One day recently, O'Brien says, a woman walked into the center's main location and asked, "What do you do here?" Told the center's purpose, "She turned around and walked out."
Some people, it seems, need a reminder that HIV touches all segments of society. One of his 29 volunteers, he says, is a woman whose mother died in her 80s from a tainted blood transfusion. And the center recently gave Easter baskets to client families and has a back-to-school program handing out backpacks.
"If one of the kids is positive, we're not going to skip his brother and sister," he says. "Obviously, we'll do the whole family."
He says the center accepts private donations and obtains grants to meet the community's needs, which are increasing.

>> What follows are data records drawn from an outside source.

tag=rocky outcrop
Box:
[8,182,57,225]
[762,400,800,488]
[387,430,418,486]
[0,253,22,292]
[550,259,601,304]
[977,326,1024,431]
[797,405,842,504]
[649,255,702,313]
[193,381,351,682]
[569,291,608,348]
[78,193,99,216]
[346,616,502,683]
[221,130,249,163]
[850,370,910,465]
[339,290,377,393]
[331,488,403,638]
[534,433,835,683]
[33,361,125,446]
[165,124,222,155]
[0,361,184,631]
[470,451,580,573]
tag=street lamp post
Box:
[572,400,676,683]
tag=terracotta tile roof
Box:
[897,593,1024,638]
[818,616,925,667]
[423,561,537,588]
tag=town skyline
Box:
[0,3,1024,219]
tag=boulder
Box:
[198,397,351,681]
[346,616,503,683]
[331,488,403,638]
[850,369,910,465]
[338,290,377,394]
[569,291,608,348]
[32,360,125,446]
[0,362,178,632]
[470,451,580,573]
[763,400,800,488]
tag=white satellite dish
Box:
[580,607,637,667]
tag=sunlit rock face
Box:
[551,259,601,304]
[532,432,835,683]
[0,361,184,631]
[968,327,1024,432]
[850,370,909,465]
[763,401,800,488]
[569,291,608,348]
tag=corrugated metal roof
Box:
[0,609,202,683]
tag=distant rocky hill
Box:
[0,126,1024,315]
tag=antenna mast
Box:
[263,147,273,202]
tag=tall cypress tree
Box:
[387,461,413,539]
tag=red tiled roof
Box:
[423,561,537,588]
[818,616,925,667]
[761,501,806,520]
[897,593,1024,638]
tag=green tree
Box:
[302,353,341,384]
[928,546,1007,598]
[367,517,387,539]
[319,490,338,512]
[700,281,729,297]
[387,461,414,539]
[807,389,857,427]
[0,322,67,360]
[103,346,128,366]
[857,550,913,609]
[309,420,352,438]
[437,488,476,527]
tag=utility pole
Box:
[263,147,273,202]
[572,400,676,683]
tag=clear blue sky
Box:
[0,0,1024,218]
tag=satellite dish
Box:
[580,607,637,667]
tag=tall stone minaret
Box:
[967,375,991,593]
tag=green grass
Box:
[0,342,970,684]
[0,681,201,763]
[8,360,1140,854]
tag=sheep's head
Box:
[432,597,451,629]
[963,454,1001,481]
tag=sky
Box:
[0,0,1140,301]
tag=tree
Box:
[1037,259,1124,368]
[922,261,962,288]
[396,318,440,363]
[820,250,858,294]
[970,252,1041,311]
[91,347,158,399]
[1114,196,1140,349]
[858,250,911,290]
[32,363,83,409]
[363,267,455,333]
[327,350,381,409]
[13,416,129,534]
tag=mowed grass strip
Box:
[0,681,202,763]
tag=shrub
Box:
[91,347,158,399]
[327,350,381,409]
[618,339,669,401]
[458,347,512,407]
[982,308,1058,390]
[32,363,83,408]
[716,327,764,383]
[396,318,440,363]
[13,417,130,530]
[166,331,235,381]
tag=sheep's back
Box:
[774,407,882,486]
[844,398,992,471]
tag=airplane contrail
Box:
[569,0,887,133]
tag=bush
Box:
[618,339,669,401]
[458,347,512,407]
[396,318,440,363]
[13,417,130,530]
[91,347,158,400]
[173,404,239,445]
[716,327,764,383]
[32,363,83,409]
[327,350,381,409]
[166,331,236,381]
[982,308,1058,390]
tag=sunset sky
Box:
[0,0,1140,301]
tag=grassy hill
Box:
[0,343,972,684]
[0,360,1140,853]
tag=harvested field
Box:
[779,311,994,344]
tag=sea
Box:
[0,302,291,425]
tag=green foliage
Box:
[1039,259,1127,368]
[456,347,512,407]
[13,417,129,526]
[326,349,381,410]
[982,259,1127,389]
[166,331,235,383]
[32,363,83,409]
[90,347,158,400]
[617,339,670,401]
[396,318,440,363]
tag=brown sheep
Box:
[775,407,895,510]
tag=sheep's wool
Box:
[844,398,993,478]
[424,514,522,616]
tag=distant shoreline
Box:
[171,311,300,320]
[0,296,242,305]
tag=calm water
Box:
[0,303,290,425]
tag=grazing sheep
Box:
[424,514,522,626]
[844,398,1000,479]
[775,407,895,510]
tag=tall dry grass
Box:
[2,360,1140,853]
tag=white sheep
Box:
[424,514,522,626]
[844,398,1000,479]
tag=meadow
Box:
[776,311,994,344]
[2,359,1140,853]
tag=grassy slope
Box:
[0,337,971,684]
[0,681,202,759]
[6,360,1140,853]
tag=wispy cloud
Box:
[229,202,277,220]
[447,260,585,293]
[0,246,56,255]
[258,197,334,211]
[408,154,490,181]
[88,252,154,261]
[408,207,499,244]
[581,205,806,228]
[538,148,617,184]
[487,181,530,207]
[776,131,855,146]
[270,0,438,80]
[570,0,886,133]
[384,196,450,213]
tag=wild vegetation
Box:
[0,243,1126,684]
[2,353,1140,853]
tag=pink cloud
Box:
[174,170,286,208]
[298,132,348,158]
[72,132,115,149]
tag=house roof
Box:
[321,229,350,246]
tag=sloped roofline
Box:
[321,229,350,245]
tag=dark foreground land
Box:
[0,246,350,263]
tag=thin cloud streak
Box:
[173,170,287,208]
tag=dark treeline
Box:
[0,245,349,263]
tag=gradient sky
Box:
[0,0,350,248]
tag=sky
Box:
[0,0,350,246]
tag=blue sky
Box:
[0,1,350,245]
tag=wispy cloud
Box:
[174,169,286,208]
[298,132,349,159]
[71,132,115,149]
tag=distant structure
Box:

Because of advances in medical treatment, people who are HIV-positive "are living well and longer," he says. "But with the economy the way it is, we have some clients who had not joined us in 1998 but now are."
O'Brien accepts that there is no cure for the virus, but he has seen a lot of changes.
"In San Francisco in the late Eighties , because some good new medicines were coming out and people were living longer, the hospices were starting to close," he says. "People were angry because they were losing their jobs."
It's a sentiment that O'Brien doesn't hold, now or then.
"I'd be more than happy to go out of business."